Ele criticou o que chama de “grau de discricionaridade” dos juízes que resulta em multiplicação de penas sem critérios.
Nassif disse ainda que "o mais assustador" é o silêncio de juízes ante decisões que “desmoralizam” o próprio Judiciário. Otimista, afirmou que as recentes decisões do Supremo Tribunal Federal (STF), como as tomadas quanto à Lava Jato, levam a crer que o sistema judiciário será reconstruído. De qualquer forma, vê perseguições que ocorrem contra os juízes considerados “garantistas” dentro do próprio Judiciário.
Já Patrícia Campos Melo - repórter especial, colunista da Folha de São Paulo e autora do livro "Máquina do Ódio" - destacou a preocupação com o processo eleitoral do próximo ano.
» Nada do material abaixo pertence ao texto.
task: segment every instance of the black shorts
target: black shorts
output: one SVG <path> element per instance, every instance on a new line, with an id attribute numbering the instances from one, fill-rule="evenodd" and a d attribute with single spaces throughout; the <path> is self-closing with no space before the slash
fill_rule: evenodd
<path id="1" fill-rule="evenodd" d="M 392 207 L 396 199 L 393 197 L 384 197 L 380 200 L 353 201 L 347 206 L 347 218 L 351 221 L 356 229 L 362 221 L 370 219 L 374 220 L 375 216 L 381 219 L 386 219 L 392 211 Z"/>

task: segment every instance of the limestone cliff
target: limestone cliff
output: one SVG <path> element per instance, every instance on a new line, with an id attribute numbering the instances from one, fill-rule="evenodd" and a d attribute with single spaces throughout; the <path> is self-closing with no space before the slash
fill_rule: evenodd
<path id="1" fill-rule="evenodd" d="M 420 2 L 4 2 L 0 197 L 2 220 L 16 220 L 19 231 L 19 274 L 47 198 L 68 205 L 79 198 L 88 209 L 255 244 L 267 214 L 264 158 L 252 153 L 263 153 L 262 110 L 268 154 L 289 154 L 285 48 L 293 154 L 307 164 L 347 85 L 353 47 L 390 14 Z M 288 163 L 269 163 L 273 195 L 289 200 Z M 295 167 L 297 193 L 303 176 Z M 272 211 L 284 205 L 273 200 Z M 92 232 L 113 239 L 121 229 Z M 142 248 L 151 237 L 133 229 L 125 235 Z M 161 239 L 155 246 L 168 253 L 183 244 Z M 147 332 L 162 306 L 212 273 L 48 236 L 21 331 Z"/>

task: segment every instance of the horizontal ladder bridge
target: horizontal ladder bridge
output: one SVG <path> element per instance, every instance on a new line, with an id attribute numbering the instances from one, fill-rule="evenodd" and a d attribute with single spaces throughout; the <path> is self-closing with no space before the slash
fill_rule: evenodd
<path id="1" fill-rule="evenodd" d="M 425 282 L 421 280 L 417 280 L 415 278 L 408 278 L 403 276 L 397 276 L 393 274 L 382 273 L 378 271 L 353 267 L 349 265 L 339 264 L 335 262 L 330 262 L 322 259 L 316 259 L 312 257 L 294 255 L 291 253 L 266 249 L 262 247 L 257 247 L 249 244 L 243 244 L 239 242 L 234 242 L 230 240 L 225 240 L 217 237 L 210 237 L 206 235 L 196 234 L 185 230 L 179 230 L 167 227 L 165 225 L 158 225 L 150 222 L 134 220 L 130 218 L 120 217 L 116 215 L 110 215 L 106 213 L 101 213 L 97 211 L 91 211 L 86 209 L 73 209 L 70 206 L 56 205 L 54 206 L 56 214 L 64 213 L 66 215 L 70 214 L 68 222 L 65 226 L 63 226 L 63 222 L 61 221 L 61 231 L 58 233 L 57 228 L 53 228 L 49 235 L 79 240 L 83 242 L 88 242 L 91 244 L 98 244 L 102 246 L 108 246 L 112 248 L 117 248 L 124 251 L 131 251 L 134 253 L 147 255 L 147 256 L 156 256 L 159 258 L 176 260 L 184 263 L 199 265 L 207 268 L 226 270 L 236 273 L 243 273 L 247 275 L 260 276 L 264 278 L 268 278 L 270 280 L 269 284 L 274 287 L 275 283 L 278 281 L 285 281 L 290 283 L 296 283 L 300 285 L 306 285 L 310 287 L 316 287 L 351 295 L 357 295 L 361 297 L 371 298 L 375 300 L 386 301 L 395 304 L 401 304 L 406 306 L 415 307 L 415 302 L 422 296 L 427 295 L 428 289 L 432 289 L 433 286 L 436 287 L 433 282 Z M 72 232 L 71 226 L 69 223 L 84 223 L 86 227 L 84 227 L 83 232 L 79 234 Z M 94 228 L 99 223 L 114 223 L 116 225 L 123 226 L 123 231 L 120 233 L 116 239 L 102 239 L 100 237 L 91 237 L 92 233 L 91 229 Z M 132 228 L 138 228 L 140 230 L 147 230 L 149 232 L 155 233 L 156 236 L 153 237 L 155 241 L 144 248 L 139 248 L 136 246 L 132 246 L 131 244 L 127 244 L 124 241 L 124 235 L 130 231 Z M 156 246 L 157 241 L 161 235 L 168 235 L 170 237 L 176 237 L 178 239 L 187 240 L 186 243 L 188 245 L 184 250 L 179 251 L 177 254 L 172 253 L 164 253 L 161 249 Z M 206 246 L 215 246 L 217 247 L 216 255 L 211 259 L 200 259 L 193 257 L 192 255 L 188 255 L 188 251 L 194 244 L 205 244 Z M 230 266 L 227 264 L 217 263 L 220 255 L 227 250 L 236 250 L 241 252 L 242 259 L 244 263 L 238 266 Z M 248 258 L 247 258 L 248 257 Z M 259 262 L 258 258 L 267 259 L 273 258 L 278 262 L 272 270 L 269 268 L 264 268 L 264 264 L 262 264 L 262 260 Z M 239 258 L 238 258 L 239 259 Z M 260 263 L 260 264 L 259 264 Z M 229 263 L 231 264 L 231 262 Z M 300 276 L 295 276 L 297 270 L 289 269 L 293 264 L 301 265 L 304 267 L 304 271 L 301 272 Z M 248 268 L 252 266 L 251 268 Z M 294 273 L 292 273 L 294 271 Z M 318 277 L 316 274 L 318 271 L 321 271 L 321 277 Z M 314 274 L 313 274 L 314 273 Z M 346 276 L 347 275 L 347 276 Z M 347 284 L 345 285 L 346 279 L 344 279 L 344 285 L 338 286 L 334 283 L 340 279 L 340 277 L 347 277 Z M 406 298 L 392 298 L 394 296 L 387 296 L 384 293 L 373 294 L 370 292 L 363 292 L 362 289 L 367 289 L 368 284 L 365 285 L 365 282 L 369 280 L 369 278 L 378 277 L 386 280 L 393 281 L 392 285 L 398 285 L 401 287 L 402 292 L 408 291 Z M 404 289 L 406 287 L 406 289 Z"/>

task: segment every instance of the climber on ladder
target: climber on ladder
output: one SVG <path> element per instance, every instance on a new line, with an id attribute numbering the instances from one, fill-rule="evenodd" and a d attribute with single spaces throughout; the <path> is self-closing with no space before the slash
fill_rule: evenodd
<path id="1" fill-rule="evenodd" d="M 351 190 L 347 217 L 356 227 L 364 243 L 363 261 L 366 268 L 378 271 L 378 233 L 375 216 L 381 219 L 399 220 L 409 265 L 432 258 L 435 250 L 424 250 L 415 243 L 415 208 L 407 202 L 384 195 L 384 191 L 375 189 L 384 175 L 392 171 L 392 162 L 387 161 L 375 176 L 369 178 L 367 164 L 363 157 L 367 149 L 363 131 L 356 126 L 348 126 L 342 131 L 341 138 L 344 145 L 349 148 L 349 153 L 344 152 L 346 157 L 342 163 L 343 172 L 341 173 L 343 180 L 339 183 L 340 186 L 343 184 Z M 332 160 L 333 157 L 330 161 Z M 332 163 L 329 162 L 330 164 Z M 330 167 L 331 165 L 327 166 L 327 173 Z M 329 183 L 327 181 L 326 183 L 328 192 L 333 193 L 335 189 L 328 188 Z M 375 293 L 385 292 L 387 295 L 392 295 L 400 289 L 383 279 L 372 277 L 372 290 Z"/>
Ela afirmou que o “roteiro de 22” já está pronto e seguirá o texto que resultou em ações como a invasão do Capitólio, nos EUA, como tentativa para garantir a manutenção de Trump como presidente.
“Nenhum governo gosta do jornalista. Isso é do jogo. Porém, hoje, a agressividade é muito grande, inclusive com ações online. Ao mesmo tempo, tentam emplacar Medidas Provisórias para atingir o faturamento das publicações. Não bastasse isso, o atual governo publicamente pressiona empresários para não anunciarem em veículos ‘não patrióticos’”, observou.
Sobre matérias que são denúncias, Nassif afirmou que são “instrumentalizadas” pelo veículo, de acordo com seus interesses.
Patrícia, que denunciou o esquema das Fake News da eleição de 2018, disse que, apesar das notícias terem sido minimizadas, no início, algumas providências foram tomadas a partir das publicações. Citou como exemplo as atuais investigações que estão sendo feitas pelo TSE.
“Vamos continuar a fazer denúncias. Esse é o nosso papel. O que vão fazer com as denúncias é fora do meu controle. Acho que, aos poucos, as coisas melhoram, apesar de que não estou otimista em relação ao ano que vem”, afirmou.
O 39o Congresso Nacional dos Jornalistas terminou no domingo (26). O evento, que foi realizado de forma virtual, contou com o apoio da Fundação Friedrich Ebert (FES), Federação Internacional dos Jornalistas (FIJ), Associação dos Funcionários do BNDES, Federação Única dos Petroleiros, Confederação Nacional dos Trabalhadores da Educação e TIM.